Medicaid is the largest payer of long-term care in the country, Dingell said, and long-term care for senior citizens accounts for 42 percent of Medicaid spending.
Dingell said it’s easy for people to gloss over the information when in reality, the numbers represent “real people’s lives” that would be changed without Medicaid.
“Seniors need help sometimes with just making sure they’re eating or getting dressed or bathing. It’s dignity. It’s about the dignity of every human being, and as you get older, you can still be a very important contributing member of our community,” Dingell said. “We need their wisdom, we need their contributions. They need a little help. We shouldn’t destitute somebody because they’re older or not be there for them. We need to understand what Medicaid has become.”
When a member of the audience asked what steps citizens can take to discourage the federal government from passing a budget with the proposed Medicaid cuts, the panelists suggested telling personal stories of how Medicaid improves people’s quality of life.
“I would come to Lansing. People have walked away from human services,” Peterson said. “Human services reflect human beings, and we’re better than this. … All of us are players at the table. I just want to make that clear. I see all kind of lobbyists. … I see very little advocacy, and that (is not) what we should be about. Somebody’s got to speak for the people who don’t have a voice in the room.”
Grant shared two examples of people who rely on Medicaid during Monday’s panel discussion. Community Alliance of Southeast Michigan works with 500 people with developmental disabilities who receive Medicaid – 200 of whom live in Washtenaw County, she said.
One woman with a disability felt personally criticized by the rhetoric that people receiving government-funded assistance are “freeloaders” draining the system, Grant said. A 60-year-old man who receives Medicaid, Social Security disability benefits and occasionally food stamps found himself having to choose between purchasing medication or food after he was prescribed two additional medications for a chronic lung condition, Grant said.
“This is their reality right now. These are the struggles they have now,” she said. “What’s going to happen when there’s $700 billion worth of Medicaid funds cut from the budget? It will be devastating to them. It will be a sign of disrespect from the federal government to the people who rely on these services to survive.”
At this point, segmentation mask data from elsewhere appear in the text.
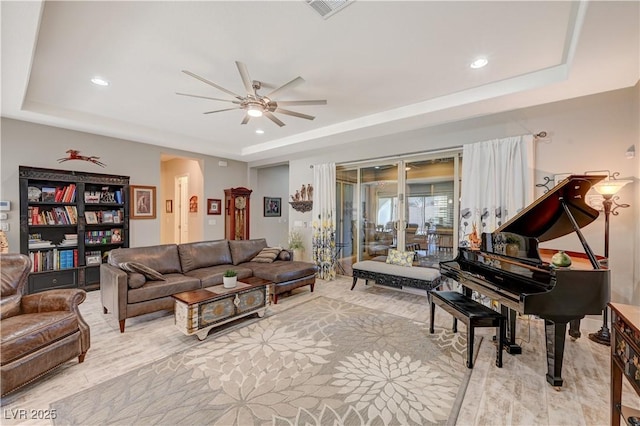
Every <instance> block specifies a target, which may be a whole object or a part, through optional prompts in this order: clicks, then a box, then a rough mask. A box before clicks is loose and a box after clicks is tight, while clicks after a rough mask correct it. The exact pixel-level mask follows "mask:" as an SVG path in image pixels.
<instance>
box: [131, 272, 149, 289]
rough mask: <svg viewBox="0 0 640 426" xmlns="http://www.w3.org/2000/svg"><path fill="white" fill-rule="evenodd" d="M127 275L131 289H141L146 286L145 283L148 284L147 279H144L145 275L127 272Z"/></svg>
mask: <svg viewBox="0 0 640 426" xmlns="http://www.w3.org/2000/svg"><path fill="white" fill-rule="evenodd" d="M127 275H128V277H127V278H128V280H127V281H128V283H129V288H140V287H142V286H143V285H144V283H146V282H147V279H146V278H145V277H144V275H142V274H140V273H138V272H127Z"/></svg>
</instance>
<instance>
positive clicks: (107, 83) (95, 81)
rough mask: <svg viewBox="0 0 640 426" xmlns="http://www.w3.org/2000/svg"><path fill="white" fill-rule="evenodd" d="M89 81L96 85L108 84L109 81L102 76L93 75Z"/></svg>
mask: <svg viewBox="0 0 640 426" xmlns="http://www.w3.org/2000/svg"><path fill="white" fill-rule="evenodd" d="M91 82H92V83H93V84H96V85H98V86H108V85H109V82H108V81H107V80H105V79H104V78H101V77H93V78H92V79H91Z"/></svg>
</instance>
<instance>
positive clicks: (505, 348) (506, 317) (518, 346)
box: [500, 305, 522, 355]
mask: <svg viewBox="0 0 640 426" xmlns="http://www.w3.org/2000/svg"><path fill="white" fill-rule="evenodd" d="M500 313H502V315H504V316H505V317H506V318H507V332H506V335H505V339H504V341H503V342H502V346H503V347H504V350H505V351H507V353H508V354H511V355H519V354H521V353H522V347H521V346H520V345H518V344H516V317H517V316H518V313H517V312H516V311H514V310H513V309H509V308H508V307H506V306H504V305H500Z"/></svg>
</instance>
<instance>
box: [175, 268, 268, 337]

There is no cure for developmental disabilities, Grant said, so people with disabilities will need a lifetime of care, and with the right supports, many can lead independent lives. Many of the people Community Alliance works with live below the federal poverty level and also qualify for food stamps and housing vouchers, she said.
Another member of the audience asked if the state, county or city of Ypsilanti have plans for how they would respond and continue to provide medical care for people who need it if the Medicaid cuts are implemented.
Jefferson and Murdock said they don’t have a specific plan in place at the county or city level at this time. Peterson said it seems unlikely the state would make up the difference for the proposed federal cuts.
“There is no visible support in Lansing to make up the difference. … Let people know you’re watching what they do to the vulnerable populations of our state,” Peterson said. “Washington is where the battle will take place in terms of protecting many of these services.”